IV. A lei não arreda os casos de tráfico de substâncias estupefacientes desta pena de substituição, não se podendo, designadamente por razões de ordem moral ou fundadas em preconceito, excluir-se a sua aplicação.

V. Sem que isso signifique que não haja casos em que as circunstâncias objetivas ou subjetivas revelem necessidades mínimas de reprovação e prevenção do crime que sejam incompatíveis com tal resposta punitiva.

Decisão Texto Integral: I – RELATÓRIO
a. No 2.º Juízo (1) Central Cível e Criminal de … do Tribunal Judicial da comarca de …, procedeu-se a julgamento em processo comum perante Tribunal coletivo de AA, nascido a .. de … de 1974, com os demais sinais dos autos, a quem foi imputada a autoria de um crime de tráfico de substâncias estupefacientes, previsto no artigo 21.º, § 1.º do Decreto-Lei n.º 15/93, de 22 de janeiro.

O arguido não apresentou contestação nem arrolou prova.

Procedeu-se a julgamento e a final o Tribunal proferiu acórdão, condenando o arguido pela prática, como autor, de um crime de tráfico de substâncias estupefacientes, previsto no artigo 21.º, § 1.º do Decreto-Lei n.º 15/93, de 22 de janeiro, na pena de 4 anos e 6 meses de prisão, cuja execução ficará suspensa por igual período, com regime de prova.

b. Inconformado, veio o Ministério Público interpor recurso, rematando as pertinentes motivações com as seguintes conclusões (transcrição):

«1. O arguido AA foi condenado pela prática, em autoria material, sob a forma consumada, de um crime de tráfico de menor gravidade, p. e p. pelos artºs. 21º, nº 1, do Dec. Lei nº 1/93, de 22.01, na pena de prisão de 4 [quatro] anos e 6 [seis] meses de prisão, suspensa a sua execução por igual período de tempo e sujeita a regime de prova.

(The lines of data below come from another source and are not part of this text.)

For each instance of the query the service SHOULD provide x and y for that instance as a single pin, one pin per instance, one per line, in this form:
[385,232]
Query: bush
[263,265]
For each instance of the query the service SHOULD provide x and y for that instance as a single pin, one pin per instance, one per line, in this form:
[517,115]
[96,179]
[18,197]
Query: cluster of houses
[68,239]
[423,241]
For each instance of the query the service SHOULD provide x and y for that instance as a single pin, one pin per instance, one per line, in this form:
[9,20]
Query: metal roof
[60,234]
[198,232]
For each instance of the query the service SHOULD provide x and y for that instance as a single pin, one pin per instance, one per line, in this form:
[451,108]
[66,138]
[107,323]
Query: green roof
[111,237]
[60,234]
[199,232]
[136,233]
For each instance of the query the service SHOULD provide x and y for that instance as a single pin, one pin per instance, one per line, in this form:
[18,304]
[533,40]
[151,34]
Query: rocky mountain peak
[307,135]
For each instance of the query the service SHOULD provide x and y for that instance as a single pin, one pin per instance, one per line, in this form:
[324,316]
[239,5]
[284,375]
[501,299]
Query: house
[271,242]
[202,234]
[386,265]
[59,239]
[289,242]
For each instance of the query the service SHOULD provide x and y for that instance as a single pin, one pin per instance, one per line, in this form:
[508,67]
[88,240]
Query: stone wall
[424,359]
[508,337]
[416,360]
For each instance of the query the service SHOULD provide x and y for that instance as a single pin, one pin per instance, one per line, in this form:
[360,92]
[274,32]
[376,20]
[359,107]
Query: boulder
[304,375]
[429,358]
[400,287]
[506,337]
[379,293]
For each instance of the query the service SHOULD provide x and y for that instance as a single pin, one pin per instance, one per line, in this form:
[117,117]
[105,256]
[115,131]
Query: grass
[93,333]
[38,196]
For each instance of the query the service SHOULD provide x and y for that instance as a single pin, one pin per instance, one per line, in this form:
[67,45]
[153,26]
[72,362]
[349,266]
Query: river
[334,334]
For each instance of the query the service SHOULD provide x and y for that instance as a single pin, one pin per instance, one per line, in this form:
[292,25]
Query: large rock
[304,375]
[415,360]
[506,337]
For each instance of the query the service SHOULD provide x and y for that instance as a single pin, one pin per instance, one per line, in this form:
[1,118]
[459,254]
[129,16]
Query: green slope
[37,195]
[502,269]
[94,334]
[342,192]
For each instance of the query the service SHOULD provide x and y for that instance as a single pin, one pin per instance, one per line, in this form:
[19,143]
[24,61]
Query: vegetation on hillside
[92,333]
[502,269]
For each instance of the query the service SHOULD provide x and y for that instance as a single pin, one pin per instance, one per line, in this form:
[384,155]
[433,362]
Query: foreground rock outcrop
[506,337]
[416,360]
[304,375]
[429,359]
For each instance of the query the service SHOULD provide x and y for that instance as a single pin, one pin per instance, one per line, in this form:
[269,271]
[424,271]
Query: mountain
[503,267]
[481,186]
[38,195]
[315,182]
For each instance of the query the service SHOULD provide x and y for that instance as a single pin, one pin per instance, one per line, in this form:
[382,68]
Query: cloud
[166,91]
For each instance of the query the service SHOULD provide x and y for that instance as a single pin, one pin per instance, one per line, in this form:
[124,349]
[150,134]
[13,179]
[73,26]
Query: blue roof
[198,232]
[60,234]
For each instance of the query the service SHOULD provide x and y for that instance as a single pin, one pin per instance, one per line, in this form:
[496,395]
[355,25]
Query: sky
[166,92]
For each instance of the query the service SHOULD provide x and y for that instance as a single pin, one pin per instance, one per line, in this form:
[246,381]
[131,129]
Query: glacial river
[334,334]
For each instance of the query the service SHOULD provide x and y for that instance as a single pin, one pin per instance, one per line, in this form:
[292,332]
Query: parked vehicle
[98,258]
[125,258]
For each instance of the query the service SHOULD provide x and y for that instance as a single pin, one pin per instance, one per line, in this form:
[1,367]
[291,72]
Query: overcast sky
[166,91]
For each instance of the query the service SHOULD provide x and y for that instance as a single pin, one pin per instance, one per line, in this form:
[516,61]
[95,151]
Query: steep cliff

2. O Ministério Público aceita a medida da pena concreta aplicada ao arguido nos presentes autos, mas entende que essa pena deve ser efetiva. Com efeito,

3. Os crimes de tráfico de estupefacientes geram grande alarme e repulsa na comunidade, que reprova veementemente este tipo de comportamentos, geradores de lesões graves e permanentes nos consumidores dessas substâncias e, em simultâneo, geradores de generosos proventos económicos para os agentes desses ilícitos, pelo que são elevadas as necessidades de prevenção geral;

4. O arguido só cessou a prática dessa sua atividade devido à pronta intervenção das entidades policiais que o detiveram, em flagrante delito, logo no dia 02.07.2021, em poder de estupefacientes de diversa natureza e em quantidades já relevantes.

5. O arguido tem um antecedente criminal registado, pela prática de um crime de violência doméstica, numa pena de prisão suspensa na sua execução, por sentença proferida no dia 11.03.2021, data em que foi colocado em liberdade e, poucos dias depois, já estava a iniciar a prática dos factos que determinaram a sua condenação no presente processo.

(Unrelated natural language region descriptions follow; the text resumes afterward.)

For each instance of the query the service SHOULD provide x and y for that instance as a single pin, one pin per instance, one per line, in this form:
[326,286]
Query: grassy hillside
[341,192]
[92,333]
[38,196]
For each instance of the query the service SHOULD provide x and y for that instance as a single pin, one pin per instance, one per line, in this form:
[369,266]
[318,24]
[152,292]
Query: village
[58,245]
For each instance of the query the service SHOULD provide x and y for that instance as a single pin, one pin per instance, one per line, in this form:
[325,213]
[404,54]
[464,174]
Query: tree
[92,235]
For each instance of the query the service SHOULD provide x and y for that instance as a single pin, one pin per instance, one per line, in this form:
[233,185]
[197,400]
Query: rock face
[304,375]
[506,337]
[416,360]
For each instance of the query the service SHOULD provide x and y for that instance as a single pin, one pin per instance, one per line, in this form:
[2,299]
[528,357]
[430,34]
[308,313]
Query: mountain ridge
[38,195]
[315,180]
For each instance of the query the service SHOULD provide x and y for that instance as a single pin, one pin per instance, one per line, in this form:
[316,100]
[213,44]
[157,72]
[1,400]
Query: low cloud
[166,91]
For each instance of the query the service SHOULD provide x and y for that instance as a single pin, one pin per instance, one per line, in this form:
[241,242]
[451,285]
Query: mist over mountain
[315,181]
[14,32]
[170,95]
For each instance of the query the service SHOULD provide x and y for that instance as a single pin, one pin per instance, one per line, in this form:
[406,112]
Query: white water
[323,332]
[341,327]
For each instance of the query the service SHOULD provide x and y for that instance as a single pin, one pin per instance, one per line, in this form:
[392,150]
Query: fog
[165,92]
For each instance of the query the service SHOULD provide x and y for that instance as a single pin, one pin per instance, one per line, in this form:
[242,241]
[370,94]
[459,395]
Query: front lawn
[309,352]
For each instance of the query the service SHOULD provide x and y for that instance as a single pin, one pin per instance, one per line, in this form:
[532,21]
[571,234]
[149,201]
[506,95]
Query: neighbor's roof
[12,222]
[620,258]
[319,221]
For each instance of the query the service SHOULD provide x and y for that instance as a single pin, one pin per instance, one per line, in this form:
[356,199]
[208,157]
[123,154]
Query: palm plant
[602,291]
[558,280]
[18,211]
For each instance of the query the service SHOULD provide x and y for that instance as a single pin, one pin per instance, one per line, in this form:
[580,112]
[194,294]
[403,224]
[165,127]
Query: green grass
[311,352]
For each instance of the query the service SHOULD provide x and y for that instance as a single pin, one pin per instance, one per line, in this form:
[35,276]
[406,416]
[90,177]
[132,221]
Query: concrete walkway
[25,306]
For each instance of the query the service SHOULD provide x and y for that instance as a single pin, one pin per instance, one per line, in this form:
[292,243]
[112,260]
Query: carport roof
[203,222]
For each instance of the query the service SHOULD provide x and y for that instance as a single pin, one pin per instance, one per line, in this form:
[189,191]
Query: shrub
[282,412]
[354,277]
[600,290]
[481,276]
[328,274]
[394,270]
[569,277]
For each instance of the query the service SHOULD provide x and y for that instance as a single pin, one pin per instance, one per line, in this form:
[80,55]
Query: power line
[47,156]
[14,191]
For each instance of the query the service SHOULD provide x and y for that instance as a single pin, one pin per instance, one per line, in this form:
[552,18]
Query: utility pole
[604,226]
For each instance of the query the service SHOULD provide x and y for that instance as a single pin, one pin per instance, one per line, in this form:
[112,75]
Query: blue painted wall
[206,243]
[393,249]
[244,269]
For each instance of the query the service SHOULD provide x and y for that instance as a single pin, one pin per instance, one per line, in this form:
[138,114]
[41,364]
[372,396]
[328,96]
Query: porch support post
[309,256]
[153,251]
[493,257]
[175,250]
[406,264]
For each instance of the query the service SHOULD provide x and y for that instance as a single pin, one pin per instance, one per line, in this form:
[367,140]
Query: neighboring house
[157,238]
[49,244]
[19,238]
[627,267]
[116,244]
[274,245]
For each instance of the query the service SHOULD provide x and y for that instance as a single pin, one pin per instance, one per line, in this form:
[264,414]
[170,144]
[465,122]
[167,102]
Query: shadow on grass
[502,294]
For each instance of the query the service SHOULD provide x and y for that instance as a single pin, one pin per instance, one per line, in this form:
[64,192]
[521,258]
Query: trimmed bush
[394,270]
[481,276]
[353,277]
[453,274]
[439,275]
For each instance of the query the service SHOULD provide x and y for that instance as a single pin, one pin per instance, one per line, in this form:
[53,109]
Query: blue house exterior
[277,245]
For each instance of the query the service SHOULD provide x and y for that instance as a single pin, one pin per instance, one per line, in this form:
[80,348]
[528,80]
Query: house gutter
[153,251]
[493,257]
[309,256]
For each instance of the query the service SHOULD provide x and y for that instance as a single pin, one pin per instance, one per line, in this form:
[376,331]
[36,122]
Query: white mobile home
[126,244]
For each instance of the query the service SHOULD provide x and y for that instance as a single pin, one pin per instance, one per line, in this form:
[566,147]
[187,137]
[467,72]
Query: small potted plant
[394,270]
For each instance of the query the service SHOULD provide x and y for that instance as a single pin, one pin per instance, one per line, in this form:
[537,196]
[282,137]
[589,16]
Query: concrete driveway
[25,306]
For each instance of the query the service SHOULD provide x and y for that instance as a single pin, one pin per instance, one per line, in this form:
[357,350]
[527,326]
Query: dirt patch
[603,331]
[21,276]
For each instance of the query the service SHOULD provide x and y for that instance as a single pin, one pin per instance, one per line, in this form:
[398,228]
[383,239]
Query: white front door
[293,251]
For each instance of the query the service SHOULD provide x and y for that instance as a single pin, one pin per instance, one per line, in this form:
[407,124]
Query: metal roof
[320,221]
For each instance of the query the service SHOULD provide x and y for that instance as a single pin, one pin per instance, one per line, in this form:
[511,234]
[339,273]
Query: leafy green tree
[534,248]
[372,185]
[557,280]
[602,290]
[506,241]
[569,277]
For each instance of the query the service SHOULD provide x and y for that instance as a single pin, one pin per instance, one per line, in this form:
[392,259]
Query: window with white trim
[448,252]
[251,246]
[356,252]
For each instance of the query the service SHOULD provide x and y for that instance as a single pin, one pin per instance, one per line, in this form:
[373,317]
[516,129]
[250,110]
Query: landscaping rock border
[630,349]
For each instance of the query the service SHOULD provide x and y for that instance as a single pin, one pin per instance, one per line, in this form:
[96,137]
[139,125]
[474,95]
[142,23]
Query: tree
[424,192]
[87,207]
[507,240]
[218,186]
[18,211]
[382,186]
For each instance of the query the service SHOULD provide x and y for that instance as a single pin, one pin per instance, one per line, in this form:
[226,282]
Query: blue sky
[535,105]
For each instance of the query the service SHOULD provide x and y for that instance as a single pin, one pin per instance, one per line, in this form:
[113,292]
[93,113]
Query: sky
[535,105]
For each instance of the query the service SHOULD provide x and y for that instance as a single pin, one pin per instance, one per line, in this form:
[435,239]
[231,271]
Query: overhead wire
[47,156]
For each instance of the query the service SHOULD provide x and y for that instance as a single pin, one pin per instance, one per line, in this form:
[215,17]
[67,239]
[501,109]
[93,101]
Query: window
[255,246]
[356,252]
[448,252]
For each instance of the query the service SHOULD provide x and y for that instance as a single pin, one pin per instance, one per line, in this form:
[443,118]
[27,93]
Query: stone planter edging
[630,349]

6. Deste modo, entende-se que encetando o arguido o cometimento dos factos que determinaram a sua condenação em primeira instância neste processo, poucos dias após a sua condenação no Proc. nº 497/20.2PCSNT e a cessação da medida de coação de OPVH a que estava sujeito nesses autos, revelou que a sua condenação nesse processo, numa pena de prisão suspensa na sua execução, não foi suficiente para o afastar da prática de ilícitos penais graves, pelo que tendo voltado a delinquir logo de seguida, verifica-se que não é possível fundar o juízo de exigido na parte final do nº 1, do artº 50º do Cód. Penal.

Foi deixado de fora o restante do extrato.